Our university has an Honors section of our "liberal arts mathematics" course. Typically 10-20 students enroll each Fall, with most of them extremely bright, but lacking the interest and/or mathematics background of many of the students we usually see in calculus.
I've taught this section twice already: once using the really good book on voting and apportionment methods by Jonathan Hodge and Richard Klima, and another topology course centered around Jeff Weeks' The Shape of Space.
Next Fall, however, I'd like to run more of a reading seminar course, in which students read and discuss several shorter books and papers aimed at a general audience. I'm having trouble however coming up with a good list of titles.
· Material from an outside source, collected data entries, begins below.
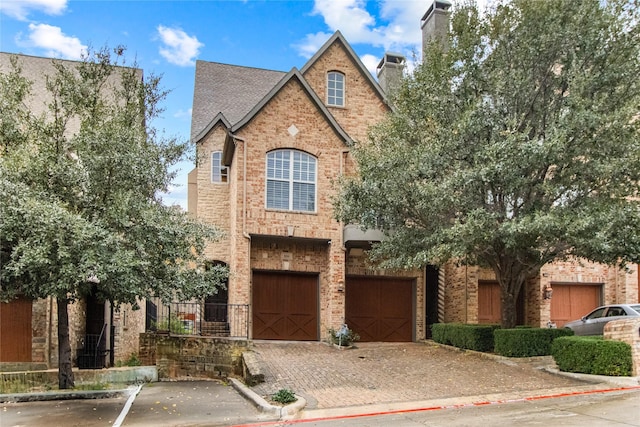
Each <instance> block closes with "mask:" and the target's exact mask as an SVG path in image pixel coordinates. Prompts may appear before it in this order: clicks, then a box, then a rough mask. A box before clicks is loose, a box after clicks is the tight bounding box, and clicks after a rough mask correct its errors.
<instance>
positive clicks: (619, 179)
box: [336, 0, 640, 327]
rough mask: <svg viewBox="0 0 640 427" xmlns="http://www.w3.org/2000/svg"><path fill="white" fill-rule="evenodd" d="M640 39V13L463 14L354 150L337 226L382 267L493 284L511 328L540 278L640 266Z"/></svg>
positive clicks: (525, 3)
So far I'm thinking of Flatland and Innumeracy. Not bad choices, but I was hoping for some more "mathematical" readings.
Any suggestions of books and/or papers? Maybe some specific expository articles in the MAA's Monthly?
Thanks.
Best Answer
In my opinion, one of the most important concepts to discuss in a liberal arts math course is the notion of mathematical proof—what it is, why mathematicians put so much emphasis on it, whether it is overrated, and how the concept has evolved over time. There are several ways to approach this subject.
Give examples of proofs. This MO question as well as this one provide some nice examples. I'd also recommend the MAA series of books on Proofs Without Words.
Discuss the role of computers and experiment in mathematics. Jonathan Borwein has co-authored several books on experimental mathematics, e.g,. The Computer as Crucible. Though much of the mathematical content may be too advanced, the introductions to these books are extremely lucid and valuable.
Discuss the foundations of mathematics. My top recommendation in this category would be Torkel Franzen's Gödel's Theorem: An Incomplete Guide to Its Use and Abuse. Again, some sections of the book may be too technical, but there are plenty of extremely well-written and valuable non-technical sections.
Even among the educated public, one frequently encounters people who have no concept of how unique mathematical proof is, who think that computers have put mathematicians out of business, and who have heard just enough about Gödel's Theorem to be dangerous. The above readings should go a long way towards dispelling these common misconceptions.